Station 801 : Black-Owned Businesses

There’s not much like early hype. When a business opens for the first time, it can experience more customers in its first few weeks than it will at any point during its first year open. Case in point: The Food Truck Court at Station 801. When it first began letting food trucks set up shop, lines snaked around the property, and customers parked blocks away to visit their favorite truck or discover a new business. Of course, the crowds aren’t that big anymore, but that’s no problem for Station 801 owner Scott Hamilton. That’s because Station 801 is far from just a food truck park now.
“We decided we wanted a facility where small start-up businesses could get a leg up,” said Hamilton. We wanted to be an incubator, a place where a small business could get their start, learn the business, learn the market, and then move on and get their own place. That way, we help to grow the city from a business perspective.”
Walk past the half dozen or so food vendors and step inside to find a number of businesses at work in the remodeled gas station. Two of the garage bays now house an indoor gym, complete with most weights and staffed by a certified personal trainer. Beyond that, you find an automobile repair shop. Step into the back, and it’s beauty salon as well as a barber shop. And the kitchen area serves as a temporary home for any number of food businesses, including a vegan chef on Friday and Sunday nights. Hamilton says he’s just trying to realize the potential he saw in the place when he first bought it.
“We started looking for ways to restructure, reinvigorate this facility,” said Hamilton. “It’s a great location, high traffic and high visibility, but it just wasn’t doing the right business.”

Hamilton’s impact on Little Rock businesses, particularly black-owned businesses, can be felt.
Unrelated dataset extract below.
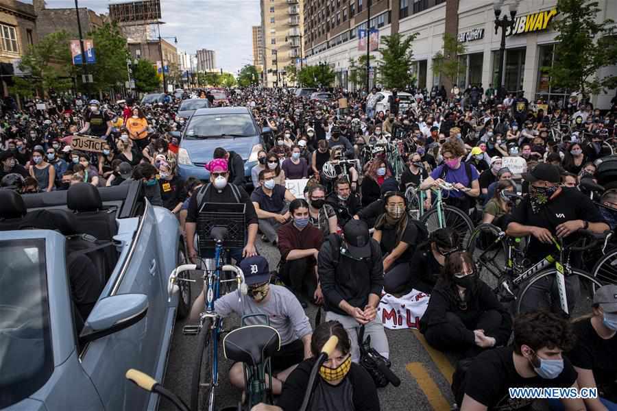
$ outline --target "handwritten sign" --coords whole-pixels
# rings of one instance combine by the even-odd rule
[[[377,307],[377,316],[389,329],[419,328],[420,320],[428,306],[428,298],[418,290],[400,298],[385,294]]]
[[[73,150],[102,153],[103,145],[106,144],[107,141],[96,137],[73,136],[73,140],[71,142],[71,147]]]
[[[308,182],[308,178],[285,180],[285,188],[297,199],[304,198],[304,187]]]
Already his first barber shop tenant got so much business that he had to move out and set up in a larger location. Several trucks don’t even bother leaving at the end of the day, opting to stay parked and prepare for the next day’s customers. Hamilton says his goal is to help these young business owners with some of the details of the job that they might not have considered.
“I’m a lawyer by trade, and what I always saw is black businesses not really understanding all the complexities,” said Hamilton. “Your paperwork, making sure that’s done, your registration with the city, promotion and marketing, and customers service, you know. Just little things that can make a difference.”
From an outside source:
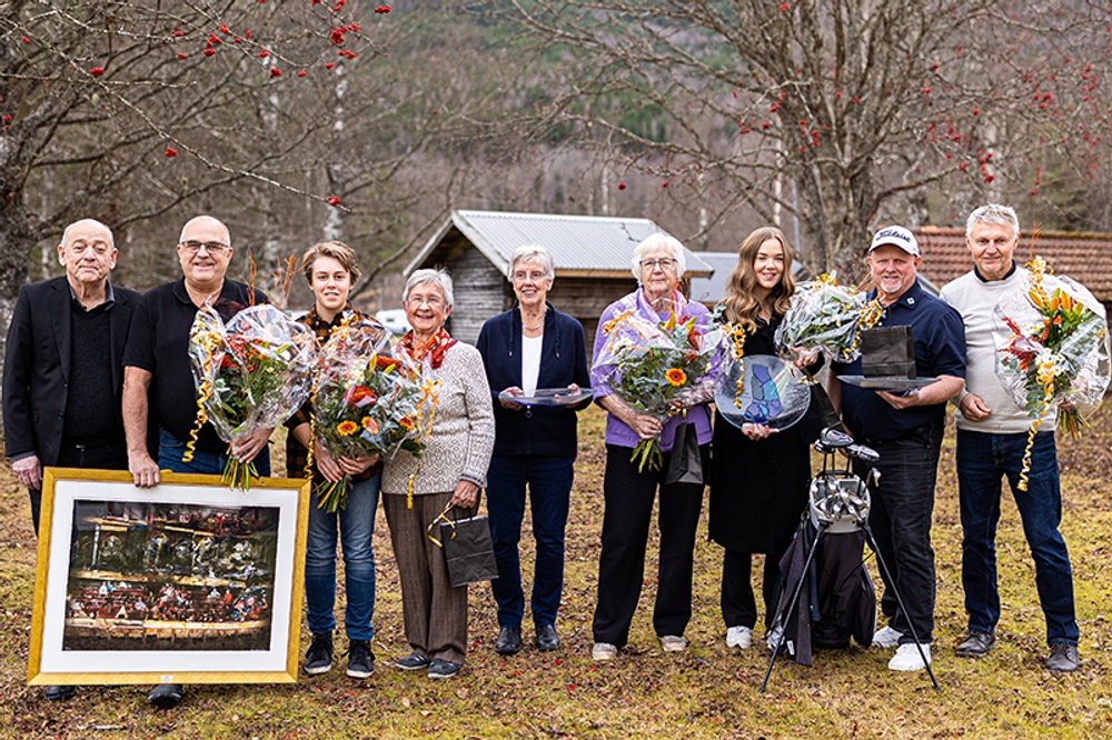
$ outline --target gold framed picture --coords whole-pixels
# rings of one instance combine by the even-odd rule
[[[296,682],[310,484],[47,468],[28,683]]]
Still, Hamilton takes a pragmatic approach when it comes to obstacles that black-owned businesses might face. In his mind, most of the roadblocks are faced by nearly every small-business owner.
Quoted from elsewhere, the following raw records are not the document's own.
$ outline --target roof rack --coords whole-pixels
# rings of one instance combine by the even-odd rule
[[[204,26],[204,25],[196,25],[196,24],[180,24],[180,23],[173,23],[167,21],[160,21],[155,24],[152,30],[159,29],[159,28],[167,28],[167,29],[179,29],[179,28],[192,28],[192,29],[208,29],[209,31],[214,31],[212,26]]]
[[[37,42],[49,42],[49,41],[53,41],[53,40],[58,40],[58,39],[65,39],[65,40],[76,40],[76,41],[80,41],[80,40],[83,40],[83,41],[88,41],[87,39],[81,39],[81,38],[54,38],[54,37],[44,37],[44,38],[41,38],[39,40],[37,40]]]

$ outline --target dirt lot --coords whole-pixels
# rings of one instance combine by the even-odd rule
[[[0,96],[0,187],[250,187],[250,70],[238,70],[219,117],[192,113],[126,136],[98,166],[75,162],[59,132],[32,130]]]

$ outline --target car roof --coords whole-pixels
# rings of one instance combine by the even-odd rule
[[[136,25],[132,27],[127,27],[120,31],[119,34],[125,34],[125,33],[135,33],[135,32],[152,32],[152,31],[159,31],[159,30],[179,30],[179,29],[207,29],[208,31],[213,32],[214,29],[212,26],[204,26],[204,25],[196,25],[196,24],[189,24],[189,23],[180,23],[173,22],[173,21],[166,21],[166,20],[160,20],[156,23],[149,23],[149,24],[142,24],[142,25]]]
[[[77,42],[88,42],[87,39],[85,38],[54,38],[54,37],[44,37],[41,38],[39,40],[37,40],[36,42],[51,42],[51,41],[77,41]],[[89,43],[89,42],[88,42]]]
“There aren’t necessarily unique challenges to a black-owned business compared to any other business,” said Hamilton. “All of it is the same. It’s having a great product, great customer service, making sure you meet the needs of your customer. It’s all about adapting to the market and delivering what your customer wants.”
Hamilton’s personal mantra of adapting to succeed clearly plays out at Station 801, which might look completely different every time you walk in. In the coming weeks, Hamilton will be welcoming a new bake shop as a tenant, serving desserts that people can buy via a walk-up window just inside the entrance. The Arkansas Heart Hospital food truck, perhaps the most popular in Little Rock, sets up regularly at Station 801. For Hamilton, his success means many other businesses have a chance that they might not otherwise get.
“I like to see people succeed. I’ve had good success in my life. I’ve been blessed with really good mentors, and I try to be the mentor now.”